From the docs

从文档

Since indexing with [] must handle a lot of cases (single-label access, slicing, boolean indexing, etc.), it has a bit of overhead in order to figure out what you're asking for.

由于使用 [] 进行索引必须处理很多情况（单标签访问、切片、布尔索引等），因此它需要一些开销才能确定您的要求。

So I get the following which should be comparable:

所以我得到以下应该可以比较的：

In [13]:

%%timeit
a = np.empty(1000,dtype='float')
s = pd.Series(data=a)
for i in range(len(a)):
    s.iat[i] = 1.0
10 loops, best of 3: 23.3 ms per loop
In [14]:

%%timeit
a = np.empty(1000,dtype='float')
s = pd.Series(data=a)
for i in range(len(a)):
    s.iloc[i] = 1.0
10 loops, best of 3: 159 ms per loop

for the other tests:

对于其他测试：

In [15]:

%%timeit
l = []
for i in range(1000):
    l.append(1.0)
s = pd.Series(data=l)
1000 loops, best of 3: 525 μs per loop
In [16]:

%%timeit
a = np.empty(1000,dtype='float')
s = pd.Series(data=a)
for i in range(len(a)):
    s.set_value(i,1.0)
100 loops, best of 3: 10.1 ms per loop
In [17]:

%%timeit
a = np.empty(1000,dtype='float')
s = pd.Series(data=a)
for i in range(len(a)):
    s[i] = 1.0
100 loops, best of 3: 17.5 ms per loop

I think these methods are even faster for initializing a series to a constant value:

我认为这些方法可以更快地将系列初始化为恒定值：

Base Line

基线

%%timeit
a = np.empty(1000, dtype='float')
for i in range(len(a)):
    a[i] = 1.0
s = pd.Series(data=a)

10000 loops, best of 3: 121 μs per loop

Alternatives

备择方案

%%timeit
s = pd.Series(np.empty(1000, dtype='float')) * 1.
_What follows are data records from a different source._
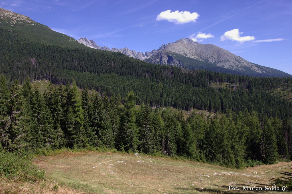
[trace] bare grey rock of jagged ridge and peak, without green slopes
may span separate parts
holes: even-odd
[[[88,40],[87,38],[80,38],[79,43],[82,43],[88,47],[107,50],[113,52],[121,52],[129,57],[134,57],[136,59],[144,60],[149,63],[154,64],[165,64],[171,66],[183,67],[183,61],[176,59],[176,55],[171,55],[170,53],[177,53],[185,57],[192,59],[197,59],[199,61],[204,61],[208,64],[213,64],[214,66],[220,66],[222,68],[235,70],[237,72],[245,73],[260,73],[260,74],[270,74],[272,75],[271,68],[260,66],[258,64],[253,64],[245,59],[232,54],[231,52],[220,48],[212,44],[201,44],[194,42],[189,38],[182,38],[173,43],[167,43],[161,45],[158,50],[152,50],[151,52],[136,52],[128,48],[117,49],[108,47],[100,47],[93,40]],[[181,59],[183,60],[183,59]],[[284,72],[283,72],[284,73]]]

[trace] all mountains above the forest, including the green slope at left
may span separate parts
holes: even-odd
[[[1,29],[17,35],[19,38],[48,45],[79,48],[84,50],[104,50],[120,52],[129,57],[153,64],[166,64],[188,69],[206,69],[221,73],[250,75],[259,77],[291,77],[283,71],[260,66],[246,61],[211,44],[201,44],[188,38],[182,38],[173,43],[161,45],[150,52],[136,52],[128,48],[117,49],[100,47],[93,40],[80,38],[78,41],[51,28],[33,21],[25,15],[0,8]]]

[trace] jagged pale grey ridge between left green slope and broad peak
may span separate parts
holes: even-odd
[[[126,55],[128,55],[129,57],[134,57],[136,59],[140,59],[140,60],[144,60],[144,59],[148,59],[149,57],[151,57],[151,54],[155,51],[151,51],[151,52],[136,52],[134,50],[130,50],[128,48],[122,48],[122,49],[117,49],[117,48],[112,48],[110,49],[109,47],[100,47],[98,46],[93,40],[88,40],[86,37],[85,38],[80,38],[78,40],[79,43],[84,44],[85,46],[91,47],[91,48],[95,48],[95,49],[99,49],[99,50],[106,50],[106,51],[112,51],[112,52],[121,52],[124,53]]]

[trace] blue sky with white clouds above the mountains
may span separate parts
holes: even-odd
[[[180,38],[292,74],[292,1],[0,0],[75,39],[145,52]]]

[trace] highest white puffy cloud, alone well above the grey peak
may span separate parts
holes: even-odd
[[[185,24],[188,22],[196,22],[196,20],[199,18],[199,14],[194,12],[190,13],[189,11],[173,11],[166,10],[161,12],[159,15],[157,15],[156,20],[167,20],[168,22],[174,22],[175,24]]]

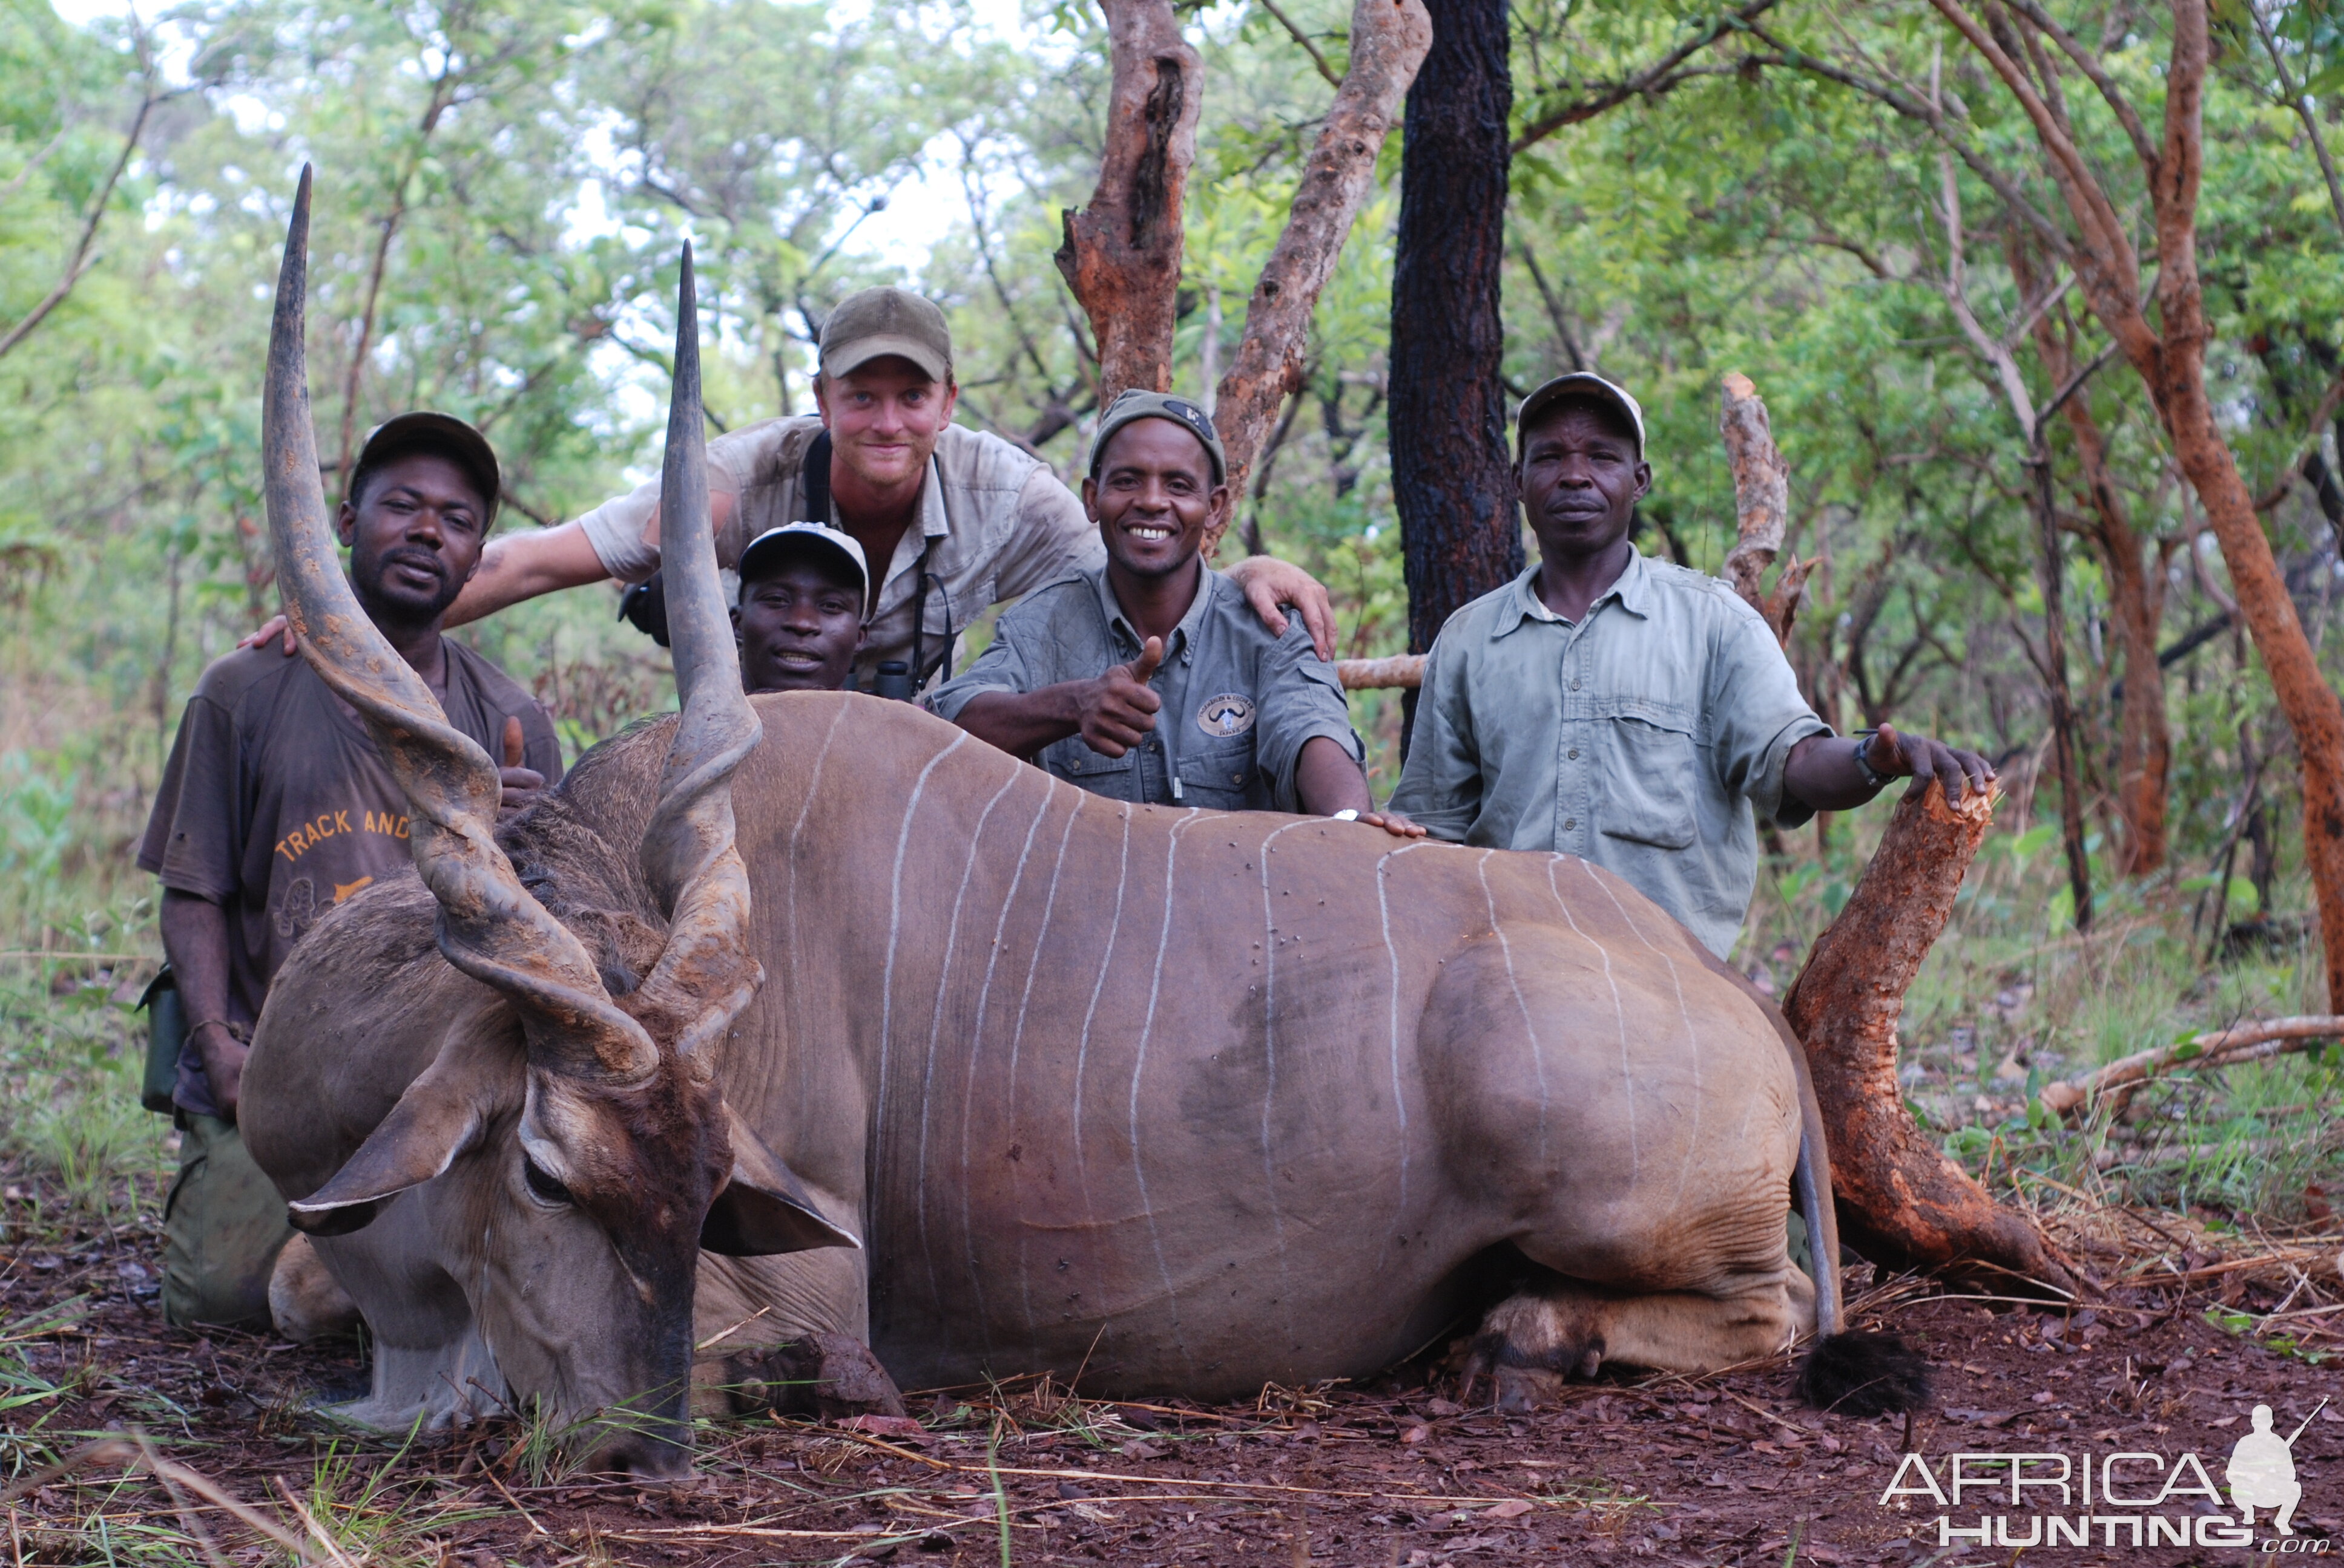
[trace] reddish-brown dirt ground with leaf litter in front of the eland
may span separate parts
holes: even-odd
[[[917,1423],[867,1418],[874,1430],[715,1425],[699,1477],[675,1488],[563,1479],[511,1423],[394,1455],[309,1413],[321,1392],[356,1392],[356,1345],[166,1329],[152,1294],[157,1249],[143,1228],[0,1247],[5,1336],[28,1352],[33,1376],[66,1390],[0,1409],[0,1425],[56,1453],[143,1430],[155,1451],[307,1540],[321,1563],[338,1559],[298,1523],[293,1498],[338,1538],[340,1561],[455,1568],[888,1559],[1957,1568],[2044,1554],[1941,1547],[1941,1512],[1974,1526],[1995,1507],[1976,1488],[1960,1509],[1927,1498],[1906,1512],[1882,1507],[1903,1420],[1803,1409],[1788,1362],[1699,1380],[1606,1373],[1528,1418],[1458,1409],[1437,1362],[1364,1388],[1266,1390],[1254,1406],[1224,1409],[1064,1399],[1031,1383],[921,1392],[907,1402]],[[2217,1280],[2131,1287],[2046,1315],[1931,1294],[1917,1280],[1866,1289],[1866,1277],[1852,1275],[1856,1322],[1903,1334],[1934,1364],[1936,1406],[1913,1425],[1913,1446],[1938,1481],[1953,1453],[2081,1463],[2138,1451],[2180,1463],[2185,1448],[2220,1481],[2257,1402],[2285,1432],[2337,1399],[2295,1444],[2304,1486],[2295,1528],[2325,1547],[2344,1521],[2344,1362],[2311,1364],[2302,1350],[2208,1322],[2208,1310],[2285,1305],[2276,1291],[2227,1282],[2224,1305],[2194,1294]],[[23,1453],[9,1444],[14,1470]],[[202,1495],[180,1488],[173,1502],[124,1458],[113,1448],[42,1486],[19,1484],[7,1507],[12,1561],[157,1561],[157,1552],[204,1561],[190,1533],[211,1535],[218,1563],[284,1559]],[[2210,1509],[2180,1498],[2166,1512]],[[2028,1521],[2013,1514],[2009,1528],[2023,1535]],[[141,1540],[148,1552],[131,1549]],[[162,1552],[166,1542],[180,1542],[176,1554]],[[2049,1556],[2185,1563],[2248,1552],[2096,1540]]]

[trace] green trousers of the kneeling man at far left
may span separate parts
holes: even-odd
[[[178,1179],[162,1209],[164,1322],[267,1329],[270,1270],[293,1235],[286,1200],[234,1123],[180,1111],[178,1130]]]

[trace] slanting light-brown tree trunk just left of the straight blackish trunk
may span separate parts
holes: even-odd
[[[1350,12],[1350,68],[1320,124],[1317,145],[1294,188],[1287,227],[1261,267],[1245,307],[1245,338],[1214,391],[1212,422],[1228,452],[1228,492],[1245,478],[1277,405],[1301,391],[1310,312],[1334,277],[1360,202],[1376,183],[1376,155],[1392,129],[1416,68],[1432,49],[1432,14],[1423,0],[1357,0]],[[1226,525],[1224,525],[1226,527]],[[1205,539],[1210,553],[1219,532]]]

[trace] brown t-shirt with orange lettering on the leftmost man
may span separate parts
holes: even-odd
[[[497,666],[448,640],[448,722],[504,757],[518,717],[523,762],[563,773],[553,720]],[[155,792],[138,867],[227,912],[227,1020],[260,1017],[277,968],[309,923],[359,888],[415,872],[408,802],[373,736],[302,659],[277,642],[213,661],[188,698]],[[190,1043],[178,1104],[218,1116]]]

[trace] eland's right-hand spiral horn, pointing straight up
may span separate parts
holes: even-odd
[[[764,738],[764,727],[741,694],[741,652],[717,584],[689,241],[675,298],[675,387],[668,398],[659,513],[668,647],[682,715],[659,778],[659,804],[638,851],[642,879],[668,916],[668,945],[638,989],[635,1005],[645,1017],[659,1017],[663,1034],[706,1076],[715,1071],[706,1045],[731,1027],[764,984],[764,968],[750,952],[748,867],[734,844],[731,811],[734,769]]]

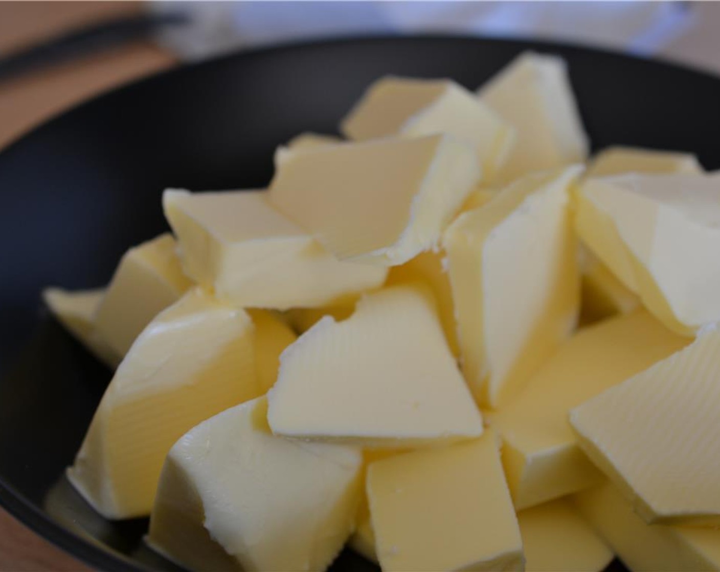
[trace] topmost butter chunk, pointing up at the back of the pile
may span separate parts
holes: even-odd
[[[588,136],[561,58],[522,53],[481,86],[478,96],[516,130],[515,145],[495,177],[498,182],[587,157]]]

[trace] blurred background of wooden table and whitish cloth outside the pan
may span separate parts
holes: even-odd
[[[95,94],[277,42],[366,34],[539,38],[720,74],[720,3],[0,1],[0,149]],[[79,571],[0,510],[0,571]]]

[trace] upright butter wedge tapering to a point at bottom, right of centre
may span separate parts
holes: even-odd
[[[575,327],[579,172],[527,176],[445,232],[463,372],[483,404],[507,402]]]

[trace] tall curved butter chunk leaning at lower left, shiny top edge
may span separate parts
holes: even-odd
[[[173,443],[259,394],[250,317],[192,289],[135,340],[68,477],[104,517],[146,516]]]

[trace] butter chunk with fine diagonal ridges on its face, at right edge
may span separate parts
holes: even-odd
[[[580,446],[647,522],[720,525],[720,332],[572,410]]]

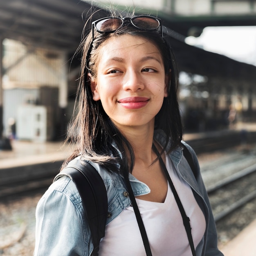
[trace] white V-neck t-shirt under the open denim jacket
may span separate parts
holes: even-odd
[[[191,188],[175,174],[171,160],[166,157],[166,168],[190,219],[193,242],[196,246],[204,236],[206,223]],[[164,203],[136,198],[150,249],[153,256],[190,256],[191,248],[183,225],[180,210],[168,184]],[[129,206],[106,226],[105,237],[100,243],[99,256],[145,256],[139,226]]]

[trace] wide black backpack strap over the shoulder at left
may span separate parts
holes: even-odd
[[[73,159],[56,177],[68,176],[76,185],[81,196],[85,215],[88,219],[93,241],[92,255],[98,255],[99,243],[105,236],[105,227],[108,216],[108,198],[105,184],[88,162]]]

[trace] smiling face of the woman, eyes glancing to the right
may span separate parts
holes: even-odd
[[[111,37],[100,47],[97,77],[92,78],[94,101],[119,129],[154,126],[167,97],[168,76],[157,47],[132,35]]]

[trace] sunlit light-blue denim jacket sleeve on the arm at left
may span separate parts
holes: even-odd
[[[61,177],[38,202],[34,256],[89,256],[90,239],[75,185]]]

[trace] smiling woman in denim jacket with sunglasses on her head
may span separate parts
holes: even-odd
[[[70,131],[76,149],[67,162],[90,161],[106,186],[110,214],[99,255],[146,255],[136,205],[152,255],[187,256],[193,247],[197,256],[222,255],[195,153],[190,148],[195,174],[182,154],[176,65],[162,29],[151,16],[102,18],[82,42]],[[192,243],[177,200],[190,219]],[[91,255],[90,229],[69,177],[49,187],[36,220],[36,256]]]

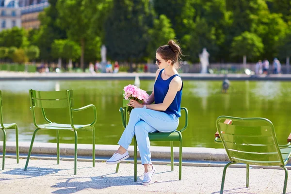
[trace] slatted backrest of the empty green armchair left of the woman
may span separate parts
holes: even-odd
[[[43,118],[48,122],[52,123],[45,114],[44,109],[60,109],[60,108],[68,108],[69,113],[71,114],[71,107],[73,106],[73,91],[65,90],[65,91],[56,91],[56,92],[44,92],[44,91],[36,91],[29,90],[30,94],[30,103],[32,109],[32,118],[35,127],[38,128],[35,119],[34,108],[41,108],[41,112]],[[70,117],[71,119],[71,117]]]

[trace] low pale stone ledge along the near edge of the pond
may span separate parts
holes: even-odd
[[[19,153],[28,153],[30,142],[19,142]],[[95,145],[96,156],[112,156],[118,145]],[[3,142],[0,142],[0,152],[3,151]],[[6,142],[6,153],[16,153],[16,143]],[[60,155],[73,156],[74,144],[60,144]],[[34,142],[32,154],[57,154],[56,143]],[[129,146],[129,154],[133,156],[133,146]],[[92,145],[78,144],[79,156],[91,156]],[[139,157],[139,152],[138,152]],[[167,146],[151,146],[151,157],[153,159],[169,159],[171,149]],[[174,158],[179,158],[179,147],[174,147]],[[183,161],[228,161],[225,149],[205,147],[183,147]]]

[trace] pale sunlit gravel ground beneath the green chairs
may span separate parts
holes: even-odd
[[[97,162],[78,162],[74,175],[74,162],[53,160],[6,159],[5,170],[0,171],[0,194],[219,194],[223,168],[182,167],[182,180],[178,180],[178,166],[171,171],[169,165],[155,165],[157,173],[149,186],[141,185],[143,166],[138,165],[138,180],[133,181],[133,164],[116,165]],[[245,187],[245,168],[229,168],[226,173],[225,194],[281,194],[284,171],[250,169],[249,188]],[[289,178],[289,185],[291,185]],[[287,193],[291,187],[287,187]]]

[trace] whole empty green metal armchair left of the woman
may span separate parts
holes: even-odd
[[[84,106],[79,109],[73,109],[73,91],[66,90],[66,91],[57,91],[57,92],[41,92],[35,90],[29,90],[30,95],[30,103],[31,103],[31,110],[32,110],[32,118],[33,124],[36,127],[33,135],[32,135],[32,142],[29,148],[27,161],[25,164],[24,170],[27,169],[28,162],[32,152],[32,145],[35,138],[35,134],[38,130],[56,130],[57,131],[57,163],[60,163],[60,147],[59,147],[59,134],[60,130],[71,130],[75,133],[75,165],[74,165],[74,174],[77,174],[77,144],[78,144],[78,131],[92,131],[92,158],[93,158],[93,167],[95,167],[95,128],[94,125],[97,122],[97,112],[96,107],[93,104]],[[37,125],[35,119],[34,108],[40,108],[42,116],[47,124],[44,125]],[[70,115],[70,124],[58,124],[51,122],[45,114],[46,108],[49,109],[59,109],[59,108],[68,108],[68,113]],[[75,125],[73,120],[73,113],[83,111],[88,108],[93,108],[94,112],[94,121],[91,124],[87,125]]]

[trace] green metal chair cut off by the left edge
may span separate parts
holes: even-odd
[[[15,123],[4,124],[2,114],[2,92],[0,90],[0,129],[3,131],[3,156],[2,156],[2,170],[5,167],[5,152],[6,152],[6,130],[15,129],[16,135],[16,162],[19,163],[19,148],[18,148],[18,127]]]

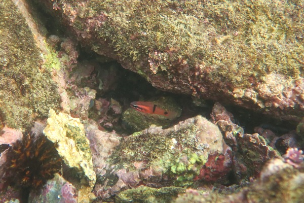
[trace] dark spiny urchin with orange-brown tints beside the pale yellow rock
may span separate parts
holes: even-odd
[[[23,135],[22,140],[14,143],[6,154],[6,163],[3,165],[5,185],[37,189],[52,179],[61,168],[56,145],[43,134],[38,137]]]

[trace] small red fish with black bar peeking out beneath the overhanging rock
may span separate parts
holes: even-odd
[[[176,117],[176,113],[161,109],[151,101],[133,101],[130,106],[142,113],[162,115],[169,119]]]

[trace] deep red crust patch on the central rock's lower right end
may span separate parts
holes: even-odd
[[[228,161],[227,161],[228,160]],[[195,181],[218,181],[226,178],[231,171],[230,154],[209,154],[207,163],[201,168],[200,174],[194,178]]]

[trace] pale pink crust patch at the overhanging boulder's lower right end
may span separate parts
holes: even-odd
[[[235,102],[244,107],[261,109],[266,114],[299,121],[300,116],[292,114],[303,115],[300,112],[304,111],[304,79],[294,81],[272,73],[265,76],[264,81],[257,83],[256,87],[235,88],[233,96]]]

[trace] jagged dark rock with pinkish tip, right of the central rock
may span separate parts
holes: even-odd
[[[267,138],[258,133],[244,134],[243,128],[233,123],[233,115],[219,103],[215,103],[213,107],[211,120],[219,127],[224,141],[232,148],[236,183],[258,177],[265,162],[280,157],[280,153],[269,146]]]

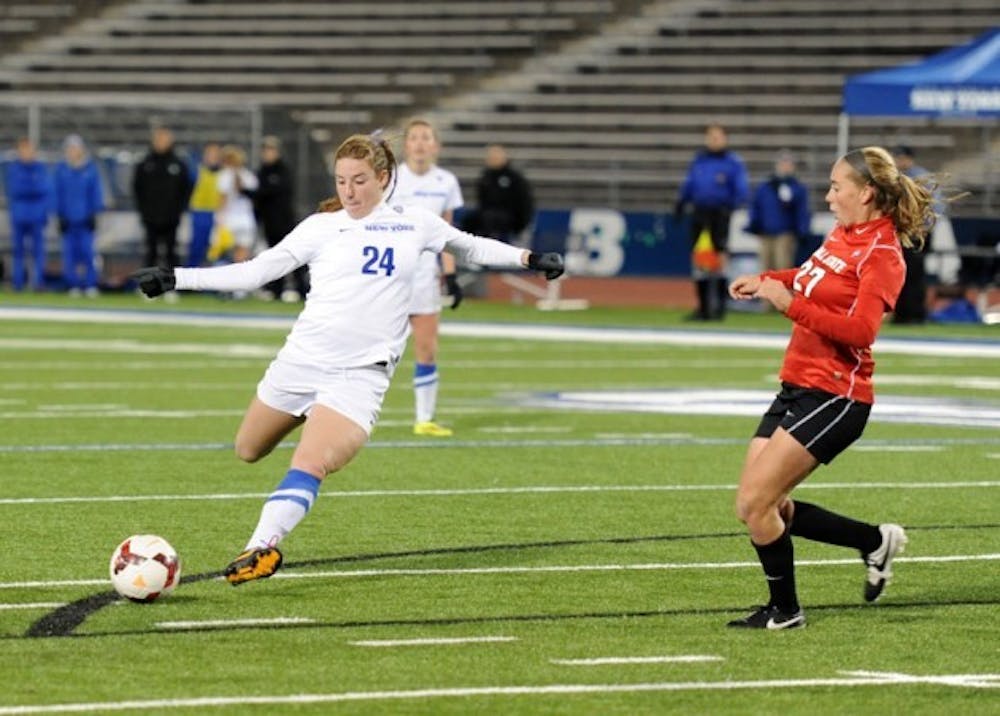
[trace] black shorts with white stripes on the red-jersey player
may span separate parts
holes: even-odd
[[[825,390],[782,383],[754,437],[769,438],[784,428],[823,464],[861,437],[872,406]]]

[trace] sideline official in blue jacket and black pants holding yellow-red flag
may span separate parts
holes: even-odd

10000 loops, best of 3: 99.5 μs per loop

%%timeit
constant = 5.
s = pd.Series(np.ones(1000)) * constant

10000 loops, best of 3: 85.3 μs per loop

I figured out how to get past the indexing overhead when setting values on a series object directly:

我想出了如何在直接在系列对象上设置值时绕过索引开销：

a = np.empty(1000,dtype='float')
s = pd.Series(data=a)
for i in range(len(a)):
    a[i] = 1.0

When initializing the Series from a numpy array, the data is not copied. If a reference is kept to the original array, you can just set values on that!

从 numpy 数组初始化系列时，不会复制数据。如果保留对原始数组的引用，则只需在其上设置值即可！